The terrifying fact is that the Herat girl is not the only woman in Afghanistan to take such drastic action. Every year, hundreds of desperate Afghan women commit suicide by self-immolation to escape abusive marriages, abusive in-laws, poverty and forced prostitution.
“This is not merely a women's issue," said Shukria Barakzai, MP and leading Afghan politician. “It is an economic problem, a societal problem, a migration problem and most of all a question of the future of this country." Her concern over women's declining status has deepened as the Hamid Karzai government seeks reconciliation with the Taliban. “The Taliban is not the solution to anything,” she said. “The government has to protect and respect the honour of every citizen of this country. Unfortunately, it has failed to do that.”
As music blared from the loudspeakers in the dimly-lit cafe in South Delhi, Diljan's cell phone rang. Her response was brief—“Yes, yes, I'm coming.” She hurriedly finished her cigarette and got up. She had a customer to attend to, and a car was waiting downstairs. I followed her outside, and before she left, one last question—did she want to leave her profession? The answer came, wrapped in loud laughter: “It is my business. It was the will of God.”
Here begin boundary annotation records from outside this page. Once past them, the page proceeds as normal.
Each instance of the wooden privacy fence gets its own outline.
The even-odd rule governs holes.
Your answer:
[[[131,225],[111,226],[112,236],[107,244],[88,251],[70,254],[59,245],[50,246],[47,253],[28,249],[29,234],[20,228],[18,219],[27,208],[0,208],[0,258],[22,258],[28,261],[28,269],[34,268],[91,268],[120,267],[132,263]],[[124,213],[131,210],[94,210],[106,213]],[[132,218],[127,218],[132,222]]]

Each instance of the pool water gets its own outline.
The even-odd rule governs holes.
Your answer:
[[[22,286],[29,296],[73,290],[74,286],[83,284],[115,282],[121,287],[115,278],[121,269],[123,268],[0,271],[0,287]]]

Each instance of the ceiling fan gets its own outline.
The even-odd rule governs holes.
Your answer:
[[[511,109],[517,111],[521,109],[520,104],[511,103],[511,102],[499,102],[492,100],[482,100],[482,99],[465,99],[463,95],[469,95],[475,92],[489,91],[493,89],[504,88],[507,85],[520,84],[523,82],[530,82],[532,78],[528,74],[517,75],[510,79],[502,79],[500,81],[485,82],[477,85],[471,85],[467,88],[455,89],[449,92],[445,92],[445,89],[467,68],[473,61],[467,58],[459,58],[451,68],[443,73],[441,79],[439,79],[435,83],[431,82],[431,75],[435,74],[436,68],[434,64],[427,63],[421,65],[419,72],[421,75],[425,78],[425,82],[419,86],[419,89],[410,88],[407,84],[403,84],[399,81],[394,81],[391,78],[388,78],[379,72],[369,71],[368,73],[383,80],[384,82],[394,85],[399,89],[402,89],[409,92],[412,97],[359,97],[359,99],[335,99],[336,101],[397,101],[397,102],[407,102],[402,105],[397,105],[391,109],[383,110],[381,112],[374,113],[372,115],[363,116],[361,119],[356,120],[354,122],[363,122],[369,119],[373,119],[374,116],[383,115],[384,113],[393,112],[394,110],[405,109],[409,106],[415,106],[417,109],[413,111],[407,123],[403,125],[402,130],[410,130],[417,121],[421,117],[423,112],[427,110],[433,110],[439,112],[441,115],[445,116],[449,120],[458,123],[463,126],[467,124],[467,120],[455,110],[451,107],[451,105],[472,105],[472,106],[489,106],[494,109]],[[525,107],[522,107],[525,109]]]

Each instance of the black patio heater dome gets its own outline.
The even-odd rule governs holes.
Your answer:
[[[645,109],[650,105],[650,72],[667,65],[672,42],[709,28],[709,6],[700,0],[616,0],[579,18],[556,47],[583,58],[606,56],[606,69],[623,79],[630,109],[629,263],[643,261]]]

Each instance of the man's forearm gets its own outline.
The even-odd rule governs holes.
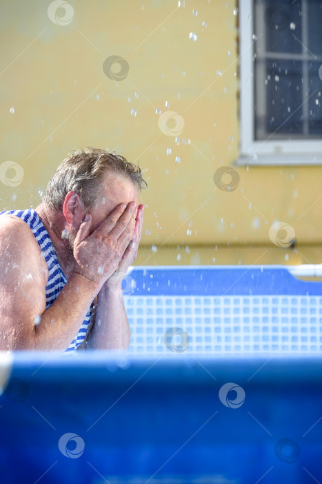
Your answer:
[[[107,281],[97,296],[94,326],[88,335],[88,349],[127,349],[131,331],[128,322],[121,285]]]
[[[34,326],[30,349],[66,350],[77,334],[97,290],[91,281],[73,274]],[[26,345],[23,349],[29,348]]]

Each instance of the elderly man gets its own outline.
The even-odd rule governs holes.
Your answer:
[[[34,210],[0,213],[0,349],[126,349],[122,280],[137,255],[140,168],[70,153]]]

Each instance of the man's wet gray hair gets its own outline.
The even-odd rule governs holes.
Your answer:
[[[71,151],[61,162],[50,178],[41,201],[49,208],[61,211],[67,194],[74,192],[87,210],[103,196],[105,190],[103,180],[108,171],[128,177],[140,191],[148,186],[139,165],[105,149],[85,148]]]

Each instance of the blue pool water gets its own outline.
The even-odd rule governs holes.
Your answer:
[[[0,355],[1,482],[322,482],[321,288],[133,268],[127,353]]]

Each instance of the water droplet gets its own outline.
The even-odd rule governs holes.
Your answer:
[[[38,326],[41,321],[41,316],[40,315],[37,315],[37,316],[35,316],[34,319],[34,326]]]
[[[68,239],[68,232],[66,229],[61,232],[61,239]]]
[[[195,42],[196,40],[198,39],[198,35],[194,32],[190,32],[190,33],[189,34],[189,39],[192,39],[194,41],[194,42]]]

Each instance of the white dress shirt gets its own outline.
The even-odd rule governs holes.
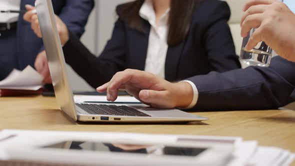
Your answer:
[[[146,0],[140,10],[140,16],[150,24],[148,46],[144,71],[165,78],[165,62],[168,50],[167,36],[169,11],[161,16],[158,24],[152,0]]]
[[[165,62],[168,50],[167,36],[170,12],[170,8],[167,10],[161,16],[157,24],[152,0],[146,0],[140,10],[140,16],[148,20],[150,24],[144,71],[152,73],[163,78],[165,78]],[[194,91],[192,101],[190,104],[186,108],[191,108],[196,104],[198,92],[196,85],[192,82],[188,80],[184,82],[190,84]]]
[[[0,10],[20,10],[20,0],[0,0]],[[0,23],[10,23],[16,22],[19,14],[0,12]]]

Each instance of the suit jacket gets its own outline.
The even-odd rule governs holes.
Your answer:
[[[34,6],[35,0],[22,0],[20,10],[25,10],[26,4]],[[94,6],[93,0],[52,0],[54,12],[64,22],[68,30],[74,35],[80,36],[84,27]],[[20,14],[18,22],[17,56],[20,70],[28,64],[34,66],[38,54],[44,50],[42,39],[34,34],[30,24],[23,19],[24,14]]]
[[[117,13],[120,10],[119,6]],[[224,72],[240,68],[227,24],[230,16],[226,2],[203,0],[194,13],[187,38],[180,44],[168,47],[165,78],[176,81],[210,71]],[[144,70],[150,25],[142,21],[144,32],[130,28],[119,16],[112,38],[98,58],[70,35],[64,47],[66,62],[96,88],[124,69]]]
[[[295,63],[276,56],[268,68],[250,66],[188,80],[199,92],[195,110],[276,109],[294,100]],[[217,84],[216,82],[218,82]]]

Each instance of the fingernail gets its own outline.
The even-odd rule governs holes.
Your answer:
[[[148,99],[148,97],[150,96],[150,94],[148,94],[148,92],[147,90],[142,90],[142,98],[144,99]]]
[[[244,33],[244,34],[241,34],[241,36],[243,38],[244,38],[246,36],[248,35],[248,34]]]
[[[112,100],[112,97],[110,95],[110,94],[106,94],[106,100],[108,100],[108,101],[110,101],[110,100]]]
[[[26,8],[33,8],[33,6],[32,6],[32,5],[30,5],[30,4],[26,4],[26,5],[25,5],[24,6]]]

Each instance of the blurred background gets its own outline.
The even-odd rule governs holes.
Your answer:
[[[92,12],[82,38],[82,42],[95,55],[98,56],[112,35],[114,22],[116,20],[115,8],[120,4],[131,0],[96,0],[95,8]],[[242,8],[246,0],[227,0],[232,10],[232,17],[228,24],[232,34],[237,54],[240,54],[242,44],[240,21]],[[93,90],[70,66],[70,82],[74,91]],[[90,71],[90,72],[91,72]]]

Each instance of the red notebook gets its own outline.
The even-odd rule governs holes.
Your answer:
[[[0,89],[0,96],[20,96],[40,94],[43,88],[37,90]]]

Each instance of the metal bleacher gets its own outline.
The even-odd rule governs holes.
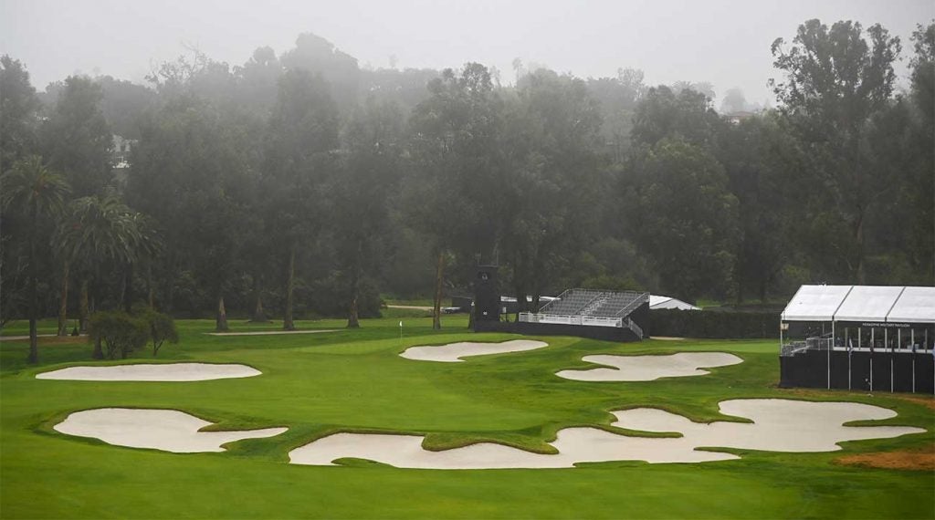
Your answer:
[[[539,313],[521,314],[520,321],[625,327],[642,338],[642,330],[629,315],[644,302],[649,302],[649,293],[569,288]]]

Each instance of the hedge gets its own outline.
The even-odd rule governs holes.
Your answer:
[[[779,338],[779,314],[660,309],[649,313],[650,336]]]

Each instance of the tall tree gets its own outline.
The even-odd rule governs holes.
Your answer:
[[[330,183],[332,229],[348,292],[348,328],[360,326],[361,286],[372,277],[389,234],[390,204],[401,171],[402,115],[368,100],[345,133],[345,160]]]
[[[0,174],[37,151],[39,99],[19,61],[0,56]],[[0,187],[2,190],[2,187]],[[29,302],[27,216],[5,212],[0,234],[0,321],[21,315]]]
[[[731,288],[737,199],[703,148],[666,138],[634,159],[623,178],[627,225],[663,288],[680,298],[723,298]]]
[[[269,120],[263,190],[275,222],[277,250],[285,259],[283,329],[295,329],[296,256],[322,228],[322,188],[338,148],[338,110],[320,76],[287,71]]]
[[[0,172],[36,151],[39,99],[19,61],[0,56]]]
[[[601,117],[587,85],[539,69],[526,76],[502,139],[510,168],[503,249],[518,310],[535,308],[544,284],[564,274],[596,230],[603,179],[597,149]],[[495,199],[496,200],[496,199]]]
[[[441,328],[445,264],[453,253],[495,255],[501,221],[501,126],[490,73],[480,63],[446,69],[410,119],[413,175],[406,189],[410,223],[431,237],[436,258],[434,329]],[[445,215],[453,219],[442,218]]]
[[[39,240],[39,221],[59,215],[68,194],[65,178],[52,173],[36,155],[22,159],[0,178],[3,208],[25,215],[29,221],[29,358],[30,363],[39,360],[36,322],[39,316],[38,261],[36,246]]]
[[[850,228],[846,253],[850,275],[866,281],[864,243],[870,210],[892,186],[888,176],[870,166],[862,146],[870,121],[893,91],[893,63],[901,46],[880,24],[818,20],[798,26],[793,45],[772,44],[773,65],[785,77],[770,80],[780,110],[792,122],[813,158],[811,170],[824,184],[837,218]]]
[[[149,252],[151,239],[147,240],[142,220],[142,216],[131,211],[113,191],[81,197],[69,204],[54,238],[65,265],[63,302],[67,301],[68,274],[72,267],[81,280],[79,319],[82,331],[87,330],[90,317],[90,278],[99,277],[102,269],[126,269]],[[65,312],[63,305],[59,315],[60,334]],[[95,358],[100,358],[99,354],[95,351]]]
[[[704,93],[660,85],[650,88],[637,106],[632,138],[637,146],[653,146],[666,137],[707,146],[722,124]]]
[[[99,193],[113,176],[113,136],[101,110],[103,98],[91,78],[69,77],[42,128],[49,163],[65,176],[77,197]]]

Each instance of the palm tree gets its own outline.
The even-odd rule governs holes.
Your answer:
[[[39,313],[39,297],[36,288],[36,238],[39,219],[52,217],[62,211],[68,194],[65,177],[52,173],[42,162],[42,158],[33,155],[22,159],[0,176],[0,204],[4,208],[22,211],[29,221],[29,358],[30,363],[39,360],[38,339],[36,321]]]
[[[137,255],[149,252],[147,236],[141,231],[142,217],[134,213],[113,192],[76,199],[69,206],[68,218],[59,228],[56,242],[63,259],[75,264],[81,274],[80,323],[88,323],[88,286],[92,274],[102,264],[127,266]],[[94,358],[103,358],[99,344]]]

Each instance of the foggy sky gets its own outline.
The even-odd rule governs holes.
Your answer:
[[[388,67],[391,55],[398,68],[473,61],[499,69],[504,83],[516,57],[582,77],[632,67],[650,85],[710,81],[719,96],[740,87],[748,102],[774,105],[770,45],[811,18],[882,23],[902,40],[904,77],[909,36],[935,18],[935,2],[0,0],[0,54],[22,61],[41,91],[77,72],[143,82],[185,45],[242,64],[257,47],[280,54],[311,32],[361,66]]]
Names of victims have been changed to protect their identity.
Hundreds of women are trafficked every year. Still, it remains a hidden crime, one that the government is not combating. In the last two years alone, AWTDO has rescued 319 women and girls. Almost all of them were sexually abused.
Palwasha Saboori, director, Afghan Women Training and Development Organisation
We enforce anti-prostitution laws by checking classified advertisements and the internet for those soliciting sex, but it is difficult to clamp down on high-class prostitutes and clients whose liaisons are usually arranged in private.